A video, which Musk shared as part of his post, shows SpaceX testing one of its Starship prototypes at the Boca Chica facility in Texas. The video, captured by Twitter user "bocachicagal" Friday evening, shows an early version of the Mars-bound rocket undertaking a super-cold cryo proof test before launching into the air.
"It’s fine, we’ll just buff it out," Musk joked on Twitter. "Where’s Flextape when you need it!?"
The team will be hoping to find some Flextape soon – or some other solution to their engineering problem – as SpaceX has a tight schedule coming up for Starship development. The company's stainless steel rocket, which measures nearly 400 feet, is expected to complete an orbital flight sometime this year. This would pave the way for a satellite launch possibly as soon as 2021, a manned trip around the moon in 2023, and the first steps toward what is likely SpaceX's most ambitious target: building a city on Mars, and establishing a base for multi-planetary travel, as early as 2050.
Although it seems like a catastrophic failure, evidence suggests SpaceX may be already moving on from this prototype's design. The team has previously encountered issues during the testing phase, as it applies pressure to its prototypes and tweaks its designs. Musk unveiled the first full-size prototype for the Starship back in September 2019, and since then teams in Texas and Florida have been working on building the collection and refining its construction capabilities.
In the case of the prototype above, SpaceX may have already improved on the design. The prototype is known as "SN1," the first in a new series of prototypes expected to offer minor design tweaks until around "SN20." But Musk suggested on February 25 that "SN2" would solve an expected issue with "SN1"'s design anyway:
SN2 tank integration starts this week with much less circumferential pucker. Thanks Fronius!
We had the wrong settings! To make the welds super flat & strong, we’re building a heavy duty, custom planisher, but just having the right settings is a major improvement.
On Monday, Musk claimed that "SN2" would undergo tests in a few days. This suggests the team plans to move on from the "SN1" incident and onto the refined design as soon as possible.
We’re stripping SN2 to bare minimum to test the thrust puck to dome weld under pressure, first with water, then at cryo. Hopefully, ready to test in a few days.

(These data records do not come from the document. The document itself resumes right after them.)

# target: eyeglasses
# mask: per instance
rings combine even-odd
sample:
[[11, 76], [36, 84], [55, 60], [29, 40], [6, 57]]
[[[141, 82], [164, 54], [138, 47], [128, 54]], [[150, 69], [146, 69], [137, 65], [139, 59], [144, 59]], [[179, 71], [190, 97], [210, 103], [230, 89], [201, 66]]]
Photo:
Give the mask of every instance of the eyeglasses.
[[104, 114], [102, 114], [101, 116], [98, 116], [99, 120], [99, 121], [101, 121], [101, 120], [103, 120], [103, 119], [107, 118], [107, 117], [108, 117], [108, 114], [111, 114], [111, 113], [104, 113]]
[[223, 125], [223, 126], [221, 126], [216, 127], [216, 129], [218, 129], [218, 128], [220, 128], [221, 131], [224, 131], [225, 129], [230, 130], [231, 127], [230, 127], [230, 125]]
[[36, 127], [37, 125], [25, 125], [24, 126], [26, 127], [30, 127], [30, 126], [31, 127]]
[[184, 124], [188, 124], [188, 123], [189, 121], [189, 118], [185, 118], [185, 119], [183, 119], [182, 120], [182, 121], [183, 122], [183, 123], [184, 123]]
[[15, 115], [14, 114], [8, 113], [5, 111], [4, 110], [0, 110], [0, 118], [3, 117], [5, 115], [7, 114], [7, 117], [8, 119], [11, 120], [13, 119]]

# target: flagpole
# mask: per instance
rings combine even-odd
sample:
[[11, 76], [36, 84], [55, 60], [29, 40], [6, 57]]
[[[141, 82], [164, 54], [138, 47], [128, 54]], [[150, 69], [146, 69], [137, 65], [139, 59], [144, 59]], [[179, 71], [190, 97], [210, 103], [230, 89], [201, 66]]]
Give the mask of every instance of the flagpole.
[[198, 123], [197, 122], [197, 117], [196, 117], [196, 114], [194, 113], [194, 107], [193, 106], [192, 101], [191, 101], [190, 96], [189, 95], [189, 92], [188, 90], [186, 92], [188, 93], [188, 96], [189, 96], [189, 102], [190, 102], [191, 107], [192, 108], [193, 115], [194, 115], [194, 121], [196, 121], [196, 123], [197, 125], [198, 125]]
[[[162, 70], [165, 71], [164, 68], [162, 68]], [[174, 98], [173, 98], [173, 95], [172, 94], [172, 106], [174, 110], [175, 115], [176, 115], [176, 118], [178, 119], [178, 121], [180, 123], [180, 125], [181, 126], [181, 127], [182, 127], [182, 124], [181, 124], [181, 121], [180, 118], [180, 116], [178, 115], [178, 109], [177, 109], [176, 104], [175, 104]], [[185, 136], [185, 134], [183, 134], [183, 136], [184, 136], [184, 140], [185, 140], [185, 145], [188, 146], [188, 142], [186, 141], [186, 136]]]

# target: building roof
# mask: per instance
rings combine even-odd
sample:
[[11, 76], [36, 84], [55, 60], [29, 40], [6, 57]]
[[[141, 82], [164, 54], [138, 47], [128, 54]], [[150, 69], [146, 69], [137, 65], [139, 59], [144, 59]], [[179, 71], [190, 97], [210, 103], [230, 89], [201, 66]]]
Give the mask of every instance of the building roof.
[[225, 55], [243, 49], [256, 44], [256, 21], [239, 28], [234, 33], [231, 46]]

SpaceX's steel capabilities have gradually improved over time. At the September 2019 presentation, Musk outlined the team's goal to take steel directly from the mill and curve it to the correct nine-meter diameter instead of using separate squares. A small test tank pictured in January 2020 showed this new construction in action.
But the team has experienced a number of explosions in testing since its first prototype unveiling. The original "Mk.1" Starship unveiled in September exploded two months later. Musk stated at the time that "Mk.1" was useful as a "manufacturing pathfinder" but the team would rapidly move on.
The team focused on smaller dome constructions for later pressure tests. A test tank on January 10 made it to 7.1 bar before collapsing in on itself. Later that month SpaceX reached 7.5 bar. A few days later SpaceX reached 8.5 bar at cryogenic temperatures, reaching the level of pressure Musk claims is enough for human spaceflight.
As SpaceX continues to work toward its Mars city goal, expect more impressive footage as it hosts more tests.